Burada bir başka çelişki ise Adana Demirspor Başkanı Murat Sancak’tan geldi. “Bu ligde şampiyon belli” dedi Başakşehir maçından sonra. Bu yüzden de “Hulk’u almasam mı diye düşünüyorum” çıkışını yaptı. Peki madem şampiyon belli ise o zaman Fenerbahçe’ye de 4,5 milyon euroya Samet Akaydın’ı satmasın o zaman.

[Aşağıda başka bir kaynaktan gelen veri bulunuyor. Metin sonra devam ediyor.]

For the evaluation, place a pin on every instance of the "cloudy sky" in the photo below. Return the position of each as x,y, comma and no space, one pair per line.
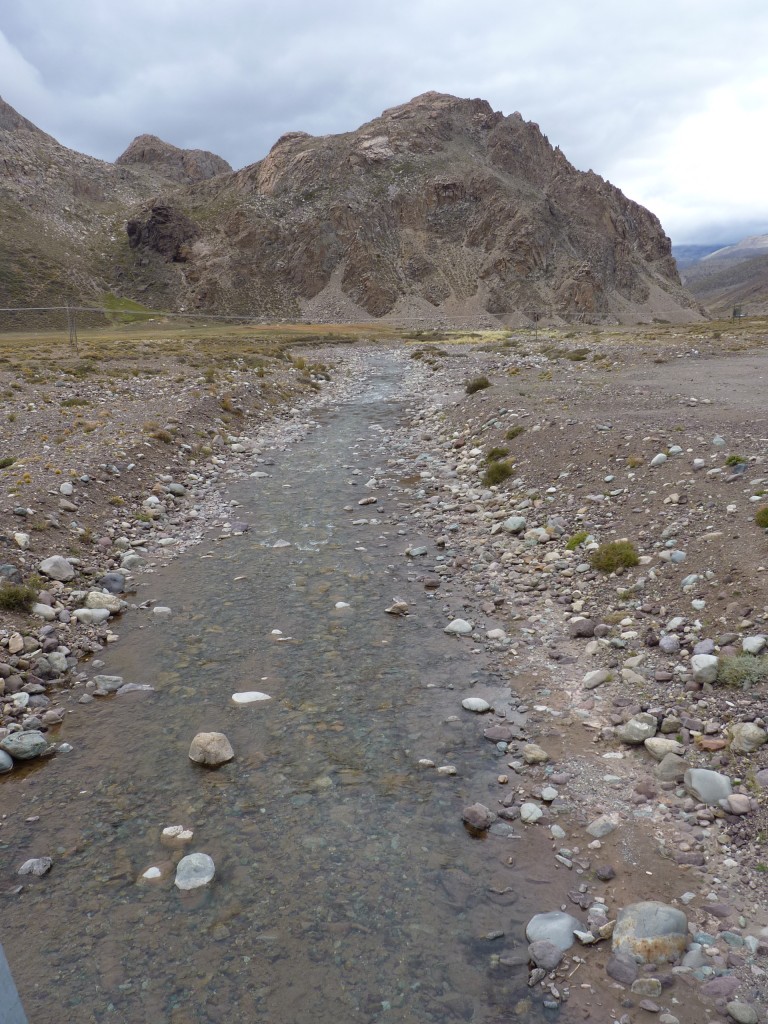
666,98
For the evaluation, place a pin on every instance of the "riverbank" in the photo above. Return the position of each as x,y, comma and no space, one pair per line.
587,654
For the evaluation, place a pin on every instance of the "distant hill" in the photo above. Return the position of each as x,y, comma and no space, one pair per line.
440,209
732,275
686,255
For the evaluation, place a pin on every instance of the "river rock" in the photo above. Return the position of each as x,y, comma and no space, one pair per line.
555,927
478,816
97,599
91,616
741,1013
638,729
56,567
37,865
530,813
708,786
705,668
25,745
545,954
459,627
753,645
745,737
651,932
515,524
671,769
659,747
475,704
532,754
194,870
211,749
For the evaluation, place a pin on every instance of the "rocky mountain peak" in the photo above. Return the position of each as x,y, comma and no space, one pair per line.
184,166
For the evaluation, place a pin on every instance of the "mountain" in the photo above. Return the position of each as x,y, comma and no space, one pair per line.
686,255
439,209
732,275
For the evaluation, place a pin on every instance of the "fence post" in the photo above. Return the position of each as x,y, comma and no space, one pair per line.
11,1011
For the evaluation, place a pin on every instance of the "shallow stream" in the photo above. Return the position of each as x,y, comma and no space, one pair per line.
346,888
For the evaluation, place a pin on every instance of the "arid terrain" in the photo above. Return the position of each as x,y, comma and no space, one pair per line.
118,457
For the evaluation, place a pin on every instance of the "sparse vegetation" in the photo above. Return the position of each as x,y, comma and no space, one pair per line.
495,454
497,473
476,384
16,597
742,671
614,555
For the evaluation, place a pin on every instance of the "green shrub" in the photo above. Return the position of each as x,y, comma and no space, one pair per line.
497,472
496,453
742,671
476,384
616,554
16,597
576,540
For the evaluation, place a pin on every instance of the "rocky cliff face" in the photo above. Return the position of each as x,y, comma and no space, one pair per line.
184,166
440,209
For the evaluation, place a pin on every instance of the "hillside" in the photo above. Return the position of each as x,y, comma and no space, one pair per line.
734,275
440,209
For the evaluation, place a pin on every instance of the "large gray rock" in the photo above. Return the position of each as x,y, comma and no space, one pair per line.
555,927
705,668
25,745
745,737
708,786
56,567
211,749
638,729
194,870
651,932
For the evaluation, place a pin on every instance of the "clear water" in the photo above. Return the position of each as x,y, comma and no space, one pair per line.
346,889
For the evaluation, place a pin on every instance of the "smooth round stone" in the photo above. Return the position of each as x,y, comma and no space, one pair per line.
556,928
56,567
708,786
195,870
459,627
745,737
651,932
211,749
25,745
178,833
475,704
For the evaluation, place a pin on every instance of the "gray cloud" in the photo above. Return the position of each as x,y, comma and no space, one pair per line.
616,86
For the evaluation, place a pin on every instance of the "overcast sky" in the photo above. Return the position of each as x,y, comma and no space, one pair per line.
666,98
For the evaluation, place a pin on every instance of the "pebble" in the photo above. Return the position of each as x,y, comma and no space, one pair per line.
194,870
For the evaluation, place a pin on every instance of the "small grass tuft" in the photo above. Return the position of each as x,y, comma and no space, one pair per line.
614,555
742,671
497,472
576,540
16,597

Beşiktaş ise tam bir Bermuda Şeytan Üçgeni'nin içine düştü. Ronaldo M. United’tan ayrılıp Al Nasr’a gitti. M. United ise Beşiktaş’tan Weghorts’u aldı. Yani Ronaldo’yu gönderip Weghourts’u almak gerçekten akıl tutulması. Forvetsiz kalan Beşiktaş da All Nasr’dan Aboubakar'ı alıyor. Bu üçgenden Beşiktaş kârlı çıkacak gibi duruyor. Günün sonunda anladığımız ise Messi, Weghorts hakkında ne söylemiş ise haklıymış.